Yamaha YFM 350 service
My mates trusty 350 Yamaha had stopped charging the battery and most of the ignition controlled circuits only worked when the engine was running. This suggested a simple fuse or broken wire and true to form it meant removing all the cowlings to find the problem.
It turned out to be a broken earth wire under the fuel tank on the left hand side but I didn’t find that until I’d removed and refitted every connection on the quad and replaced a couple of bulbs.

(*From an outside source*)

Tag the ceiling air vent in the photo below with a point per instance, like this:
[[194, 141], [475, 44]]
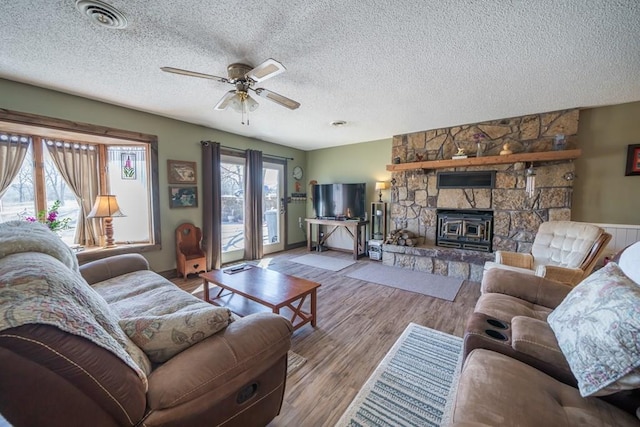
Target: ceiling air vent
[[102, 14]]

With the quad in this state of undress it seemed logical to give it a good service whilst I was at it. This machine is truly incredible, in 12 years it has shifted literally tons and tons of materiel both for me and and my mate. This it has done in all weathers without ever complaining and rarely has it missed a beat. Sure it’s had a couple of batteries, several sets of tyres, disc pads and one or two spark plugs. The track rod ends have failed a couple of times and the steering column bushes wear out very quickly but I don’t recall it ever failing to start.

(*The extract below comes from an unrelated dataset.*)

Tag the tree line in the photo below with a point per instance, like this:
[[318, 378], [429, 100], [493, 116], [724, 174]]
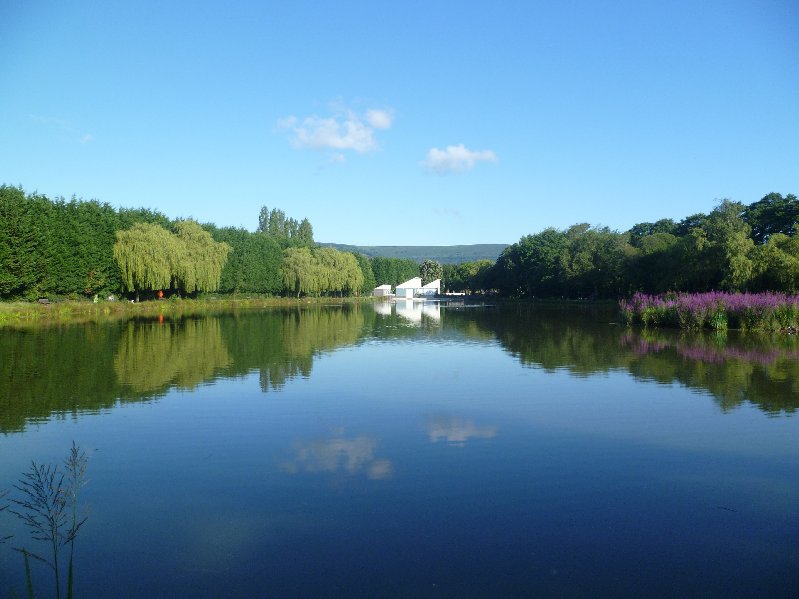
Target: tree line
[[735, 247], [66, 248], [74, 248]]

So, I gave everything a good greasing, removed the rear brake cable to the handle bars to free that off and changed the engine oil. I removed the worn out top steering column bushes and trimmed them down on my belt sander.
This is hardly an ‘approved repair’ but it does take the play out for a while and beats the carp out of spending over £25 on two new bits of plastic.
More road works
The last day of August wasn’t very inspiring to begin with so I spent a few hours avoiding doing my VAT return before going over to Tarbert on the rejuvenated Yamaha.
Having just ordered 4 weaners for collection in September it was time to get their home ready. The old sheep fank at Tarbert being a perfect place to start them off. We used this last year, firstly by fitting a gate then locking them in for a few weeks. There’s plenty of room, shelter, a burn through the middle and a shed to store feed. Once they’ve gotten used to it as home we opened the gate and let them out to ‘free range’. This seemed to work well and discourages them from hanging around the house about half a mile away.
The stone work here is in many different styles indicating years of use by varied folk of different skill, all of them far better than I. After a couple of hours I had the drains cleared, the bracken cut and fresh bedding in the converted oil tank that will be the piggies home.
The pathway down to the fank was none existent but last year my son and I cut one into the hill. It worked so well that this year I took the bold step of starting widening it to fit a quad.
This will hopefully make carrying feed down there much easier as I’m not getting any younger
I was at this for most of the afternoon, stopping only to speak to some of the many walkers, cyclists and drivers busy travelling along ‘Calum’s Road’. Needless to say I am now pretty ‘tired and shagged out after a long squawk’.